FIG. 4 is a graph of slurry rate, pump pressure and density versus elapsed time for the first stage of an actual horizontal well case history. Note the short time interval for the slurry pump rate to reach approximately 120 BPM at the maximum pressure limit of approximately 6500 psi.

In actual case studies, Applicant's combined techniques of (1) narrowing the perforation interval; and (2) placement of the acid in the casing according to a particular protocol has achieved surprisingly consistent results in the Barnett, Woodford, Caney, Floyd and Fayetteville Shale regions.

In order to further illustrate the present invention, the following example is taken from an actual case study. The well in question was completed in the Barnett Shale region of Johnson County, Tex., during Jul. 21-Aug. 2, 2004:

The subject well was drilled to 9414′ (MD) and completed with 67 joints 5½″ 17# N-80 BTC premium connections set from 9414′ (KB) to 6416′ and 146 joints 5½″ 17# N-80 LTC casing set from 6416′ to surface. A float collar (PBTD) is located at 9367′. The horizontal lateral was displaced with fresh water treated with biocide @ 0.4 gal/1000 gals, 1000 gals of “Mud Clean III”, 10 bbls fresh water spacer, 2000 gals Sure-Bond and cemented with 345 sacks of lead slurry (Fort Worth Basin Premium+0.1% R-3) mixed at 13.0 ppg yielding 1.65 cu.ft./sack followed by 695 sacks of tail slurry (Class “H”+0.25% R-3+0.25% FL-52+0.2% SMS) mixed at 14.4 ppg yielding 1.28 cu.ft/sack. The cement was displaced with the top plug and 217 bbls of treated water.

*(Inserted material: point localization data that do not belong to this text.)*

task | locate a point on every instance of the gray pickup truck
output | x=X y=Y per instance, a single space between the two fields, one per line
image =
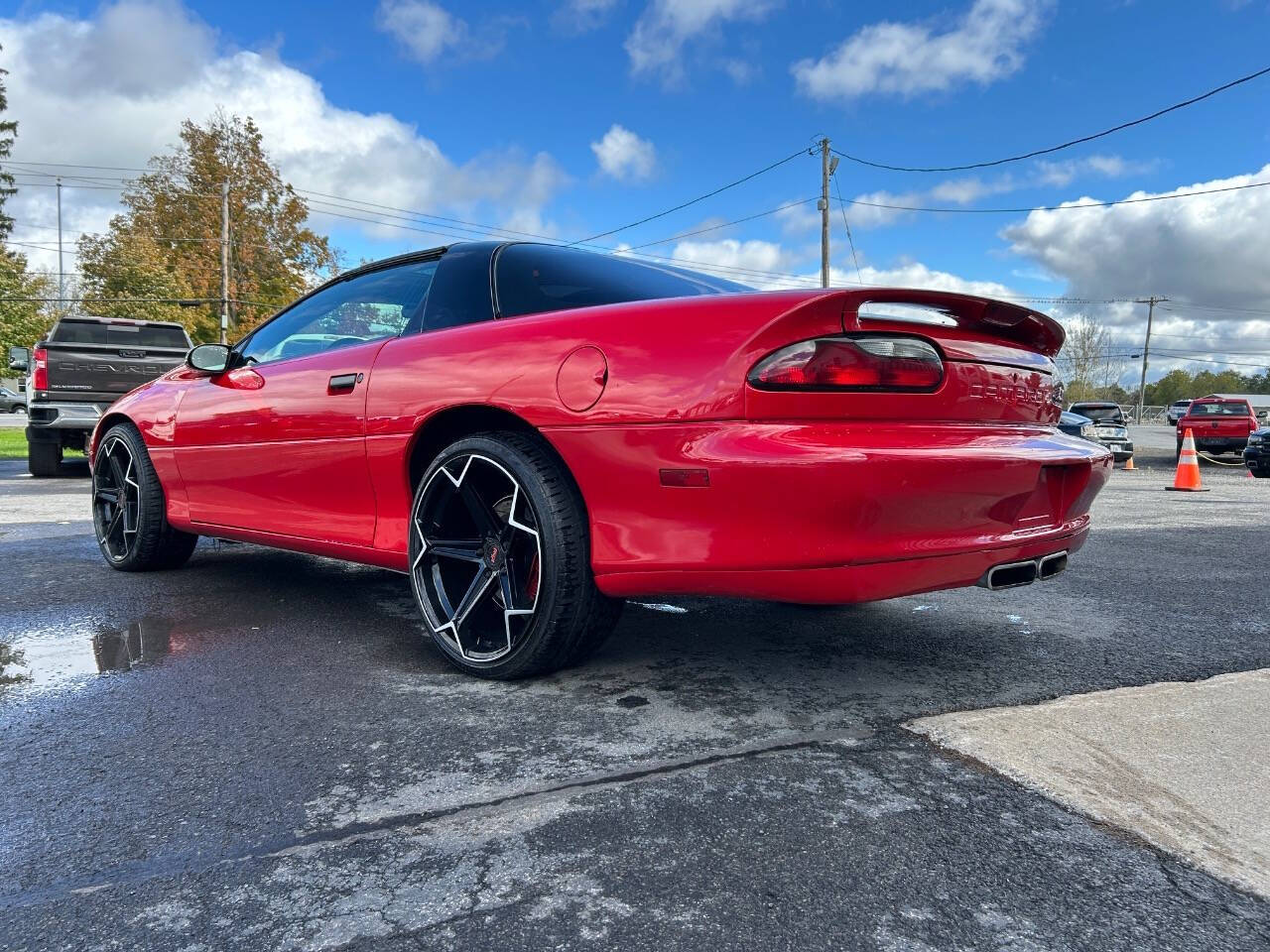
x=79 y=370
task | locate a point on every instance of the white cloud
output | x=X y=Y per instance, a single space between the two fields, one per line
x=915 y=275
x=907 y=59
x=656 y=45
x=426 y=30
x=76 y=100
x=1206 y=250
x=733 y=259
x=969 y=189
x=624 y=155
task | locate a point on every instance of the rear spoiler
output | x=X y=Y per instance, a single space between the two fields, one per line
x=997 y=318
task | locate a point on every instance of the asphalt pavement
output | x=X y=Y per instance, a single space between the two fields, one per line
x=259 y=752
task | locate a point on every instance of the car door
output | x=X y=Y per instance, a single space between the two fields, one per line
x=278 y=443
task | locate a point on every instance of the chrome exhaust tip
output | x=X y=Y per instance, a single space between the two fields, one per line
x=1008 y=575
x=1051 y=565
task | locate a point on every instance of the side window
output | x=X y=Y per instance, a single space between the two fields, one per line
x=367 y=307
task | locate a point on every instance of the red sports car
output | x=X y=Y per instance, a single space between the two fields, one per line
x=534 y=433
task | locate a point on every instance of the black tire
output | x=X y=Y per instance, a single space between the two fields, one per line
x=154 y=543
x=570 y=619
x=44 y=460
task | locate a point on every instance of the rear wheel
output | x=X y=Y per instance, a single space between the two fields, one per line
x=500 y=560
x=128 y=511
x=44 y=458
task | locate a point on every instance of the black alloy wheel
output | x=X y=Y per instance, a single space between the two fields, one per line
x=499 y=558
x=116 y=499
x=128 y=507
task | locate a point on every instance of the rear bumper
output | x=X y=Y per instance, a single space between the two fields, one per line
x=826 y=511
x=841 y=584
x=1220 y=444
x=66 y=416
x=1120 y=448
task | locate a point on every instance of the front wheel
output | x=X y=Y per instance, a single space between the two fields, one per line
x=128 y=511
x=500 y=560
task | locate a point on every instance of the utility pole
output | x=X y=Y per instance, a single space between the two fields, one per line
x=825 y=212
x=62 y=272
x=225 y=262
x=1146 y=348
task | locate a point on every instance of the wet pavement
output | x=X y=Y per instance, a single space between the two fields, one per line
x=259 y=752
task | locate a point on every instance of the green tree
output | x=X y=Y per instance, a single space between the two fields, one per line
x=168 y=240
x=8 y=134
x=131 y=277
x=22 y=321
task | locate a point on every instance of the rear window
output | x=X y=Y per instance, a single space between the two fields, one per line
x=119 y=334
x=1223 y=408
x=1102 y=414
x=538 y=278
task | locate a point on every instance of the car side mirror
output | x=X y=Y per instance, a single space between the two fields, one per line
x=209 y=358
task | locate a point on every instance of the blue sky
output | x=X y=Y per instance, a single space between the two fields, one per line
x=500 y=114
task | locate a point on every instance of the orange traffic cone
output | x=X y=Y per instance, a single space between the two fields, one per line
x=1188 y=467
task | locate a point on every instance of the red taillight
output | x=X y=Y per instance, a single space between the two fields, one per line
x=874 y=362
x=40 y=368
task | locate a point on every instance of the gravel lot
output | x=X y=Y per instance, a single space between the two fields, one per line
x=278 y=762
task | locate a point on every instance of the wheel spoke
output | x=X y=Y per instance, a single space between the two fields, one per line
x=116 y=471
x=116 y=520
x=479 y=584
x=481 y=513
x=468 y=549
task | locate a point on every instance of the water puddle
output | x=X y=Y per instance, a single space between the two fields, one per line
x=56 y=658
x=662 y=607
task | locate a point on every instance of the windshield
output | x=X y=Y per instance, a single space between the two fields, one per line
x=117 y=334
x=1224 y=408
x=1101 y=414
x=538 y=278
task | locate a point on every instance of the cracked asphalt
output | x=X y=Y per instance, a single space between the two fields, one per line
x=261 y=752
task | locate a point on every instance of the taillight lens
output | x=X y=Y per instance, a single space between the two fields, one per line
x=40 y=368
x=873 y=362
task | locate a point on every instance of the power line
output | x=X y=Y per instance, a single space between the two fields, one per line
x=725 y=225
x=1066 y=207
x=1062 y=145
x=1203 y=359
x=693 y=200
x=842 y=208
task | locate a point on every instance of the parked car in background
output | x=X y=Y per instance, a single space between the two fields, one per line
x=1076 y=425
x=1256 y=453
x=79 y=370
x=532 y=433
x=1218 y=425
x=1110 y=426
x=1176 y=411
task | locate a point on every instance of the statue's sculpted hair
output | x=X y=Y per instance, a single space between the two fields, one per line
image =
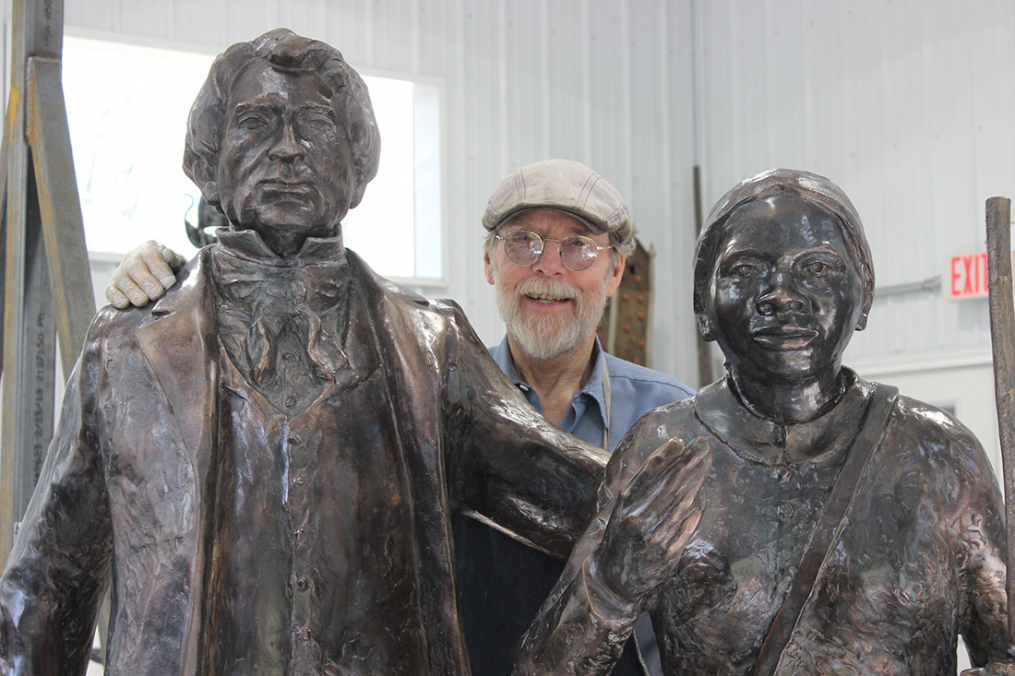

The casing string was milled and cleaned of cement and dope residue. The wellbore was then displaced with treated water spacer, gel swept and treated with biocide. The casing was then pressure tested to 6000 psi surface pressure with biocide treated fresh water. After logging from ˜6800 feet to the surface casing, a 7 1/16″, 5000 psi full-opening frac valve was installed and tested to 5000 psig.

Baker Atlas Tubing Conveyed Perforating Guns were then run into the hole. The 3⅜″ casing guns were loaded with Baker's Predator charges at 6JSPF in six gun carriers for double-density shots generating 12 JSPF (22 gm charge, 0.47″ EHD, 34″ penetration) on 2⅜″ 4.7# J-55 tubing horizontal lateral was perforated at the following intervals with two guns each:

9300-02′ 12 JSPF 20 holes
9030-32′ 12 JSPF 20 holes
8765-67′ 12 JSPF 20 holes
Total holes 60 holes

After moving the tractor and perforating guns, the rig tree was assembled and tested to 5000 psig. The fracturing equipment and wellhead isolation tool was rigged up and prepared to frac down the 5½″ casing at 130 BPM as recommended in the pumping procedure which follows, using high rate surface lines with dual blenders. A flush frac was run to the bottom perfs and the well was shut in. The well was not flowed back, however.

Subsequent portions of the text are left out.